ACTUALITÉS NATIONALES
5 juin 2019
Quelques alexandrins pour rire et non pleurer
D'une folle opération : « un livre pour l’été »
Cette année, l’opération « un livre pour l'été » est reconduite. Les Fables de La Fontaine vont être offertes à tous les élèves de CM2.
Cette opération s’accompagne d’un mail de la part de notre ministre, arrivé il y a quelques jours dans notre boîte professionnelle, nous précisant la marche à suivre pour « assurer la réussite de cette initiative » : présenter l’œuvre aux élèves et organiser un évènement solennel, invitant parents, élus, professeurs de sixième et personnels de bibliothèque.
Pour l’occasion seulement, en ce début d’été,
Une fable légère en dira bien assez :
Le lion, la fourmi et le moucheron
Un lion fort dépité, ministre de son état,
De sa superbe d’antan se mordillait les doigts.
De préavis de grève en classements PISA,
Tentait d’y remédier mais n’y parvenait pas.
Augmenter la pension de mes dociles agents ?
Accorder la visite d’un médecin prévenant ?
Alléger le fardeau de directeurs usés
Dont les tâches viennent à point mais le temps à manquer ?
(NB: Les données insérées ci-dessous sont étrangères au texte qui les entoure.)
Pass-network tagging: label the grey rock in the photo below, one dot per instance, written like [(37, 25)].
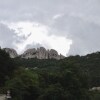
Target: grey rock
[(12, 53), (41, 53)]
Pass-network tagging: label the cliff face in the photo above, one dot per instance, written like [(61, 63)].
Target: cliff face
[(12, 53), (39, 53)]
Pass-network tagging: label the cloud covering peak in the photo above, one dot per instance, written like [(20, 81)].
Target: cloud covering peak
[(69, 26)]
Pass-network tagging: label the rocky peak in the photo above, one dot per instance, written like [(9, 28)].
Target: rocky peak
[(12, 53), (41, 53)]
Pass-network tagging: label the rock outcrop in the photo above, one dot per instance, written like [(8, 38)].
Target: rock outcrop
[(12, 53), (41, 53)]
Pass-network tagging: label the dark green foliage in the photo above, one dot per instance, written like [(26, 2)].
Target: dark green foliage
[(67, 79)]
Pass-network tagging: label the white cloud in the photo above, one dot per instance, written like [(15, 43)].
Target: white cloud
[(36, 33)]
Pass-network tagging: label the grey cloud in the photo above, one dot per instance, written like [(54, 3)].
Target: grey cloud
[(8, 37)]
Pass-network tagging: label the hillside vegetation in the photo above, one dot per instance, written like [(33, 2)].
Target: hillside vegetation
[(67, 79)]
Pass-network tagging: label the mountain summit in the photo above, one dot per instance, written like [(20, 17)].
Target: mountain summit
[(39, 53)]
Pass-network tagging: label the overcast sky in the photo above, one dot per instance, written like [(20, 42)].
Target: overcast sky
[(69, 26)]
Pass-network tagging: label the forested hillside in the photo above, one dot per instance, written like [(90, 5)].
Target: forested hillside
[(67, 79)]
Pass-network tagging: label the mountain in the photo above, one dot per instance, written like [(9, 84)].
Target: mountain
[(12, 53), (39, 53)]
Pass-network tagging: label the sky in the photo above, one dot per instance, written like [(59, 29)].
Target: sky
[(72, 27)]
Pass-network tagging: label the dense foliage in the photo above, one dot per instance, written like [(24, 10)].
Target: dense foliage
[(67, 79)]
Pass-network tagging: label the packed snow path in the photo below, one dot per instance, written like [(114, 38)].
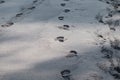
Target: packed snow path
[(51, 40)]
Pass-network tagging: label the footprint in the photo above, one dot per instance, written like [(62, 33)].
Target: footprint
[(31, 8), (61, 18), (2, 2), (64, 27), (60, 39), (35, 1), (66, 0), (63, 4), (72, 53), (67, 10), (19, 14), (7, 24), (66, 74)]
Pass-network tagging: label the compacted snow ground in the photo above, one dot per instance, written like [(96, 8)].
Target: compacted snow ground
[(51, 40)]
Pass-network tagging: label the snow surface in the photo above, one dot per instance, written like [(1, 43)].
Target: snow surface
[(29, 49)]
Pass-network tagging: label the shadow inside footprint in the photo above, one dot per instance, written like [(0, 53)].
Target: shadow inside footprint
[(19, 14), (72, 53), (64, 27), (2, 2), (31, 8), (7, 24), (60, 39), (67, 10), (63, 4), (66, 74), (61, 18)]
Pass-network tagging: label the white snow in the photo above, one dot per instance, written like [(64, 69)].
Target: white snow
[(29, 51)]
Ces idées saugrenues n’en valent pas la peine,
Je n’aurai qu’à offrir les Fables de La Fontaine !
Des dizaines, des centaines, que dis-je, des milliers !
De ma sagesse illustre je vais vous inonder.
Ce génie, cette lumière, on saura que c’est moi,
Je serai le Phénix des hôtes de ces bois.
Un beau jour, m’est avis, on pourra voir un lion
Accéder, c’est justice, enfin au Panthéon.
Cependant je voudrais, c’est tout à mon honneur,
Que mon vœu d’une toute scientifique rigueur
S’accompagne, et pour gage d’efficacité,
Mon ministériel sceau y sera apposé.
Dans sa classe une fourmi, qui souffrait de gelure,
En plein mois de juin, du point d’indice bien sûr,
Trouva sur son bureau un bien pesant colis
Empli du génie d’un ministre de Paris.
Le lion, au travail jamais ne rechignant,
A toutes ses fourmis mandait expressément
D’inviter maires, parents, enfants et enseignants,
Et devant ce beau monde de célébrer l’instant.
Mes cousines du collège devrai-je aussi convier ?
Volontiers le ferais-je, mais aucune ne viendrait.
Dans quelle autre forêt, dans quel étrange bois,
Vit cette sommité qui décide ma loi ?
Je croyais le Royaume en grand besoin d’argent,
Que les caisses étaient vides, elles ne le sont pas tant.
Mon cachet, je l’entends, n’est pas près d’augmenter,
Ces messieurs de Paris ont d’autres priorités.
D’une fatigue résignée elle se mit à pleurer.
De fête d’école en sortie de fin d’année,
Elle ne put en substance que de loin aborder
La zoologique œuvre qui bien mieux méritait.
Un matin, un moucheron, depuis peu dispensé
D’un labeur quotidien par les vacances d’été,
Commençait, c’est un comble, à déjà se languir
Loin de tous ses amis adultes en devenir.
Se dit tiens, pourquoi pas, entrouvrir cet ouvrage,
Qui parlait d’animaux dans un curieux langage,
De renards, de corbeaux, cela prenait un sens,
La maîtresse nous guidant, toujours avec aisance.
De syntaxe inversée en lexique suranné,
Sans l’aide précieuse d’une fourmi dévouée,
Le moucheron volontaire, et pourtant plein d’entrain,
Ne comprit pas grand-chose, pour ne point dire rien.
Jamais cette campagne ne fut évaluée,
C’est un tort pour autant car elle aurait brillé,
Par son coût conséquent et les milliers de fables
Qui restèrent à jamais dans le fond d’un cartable.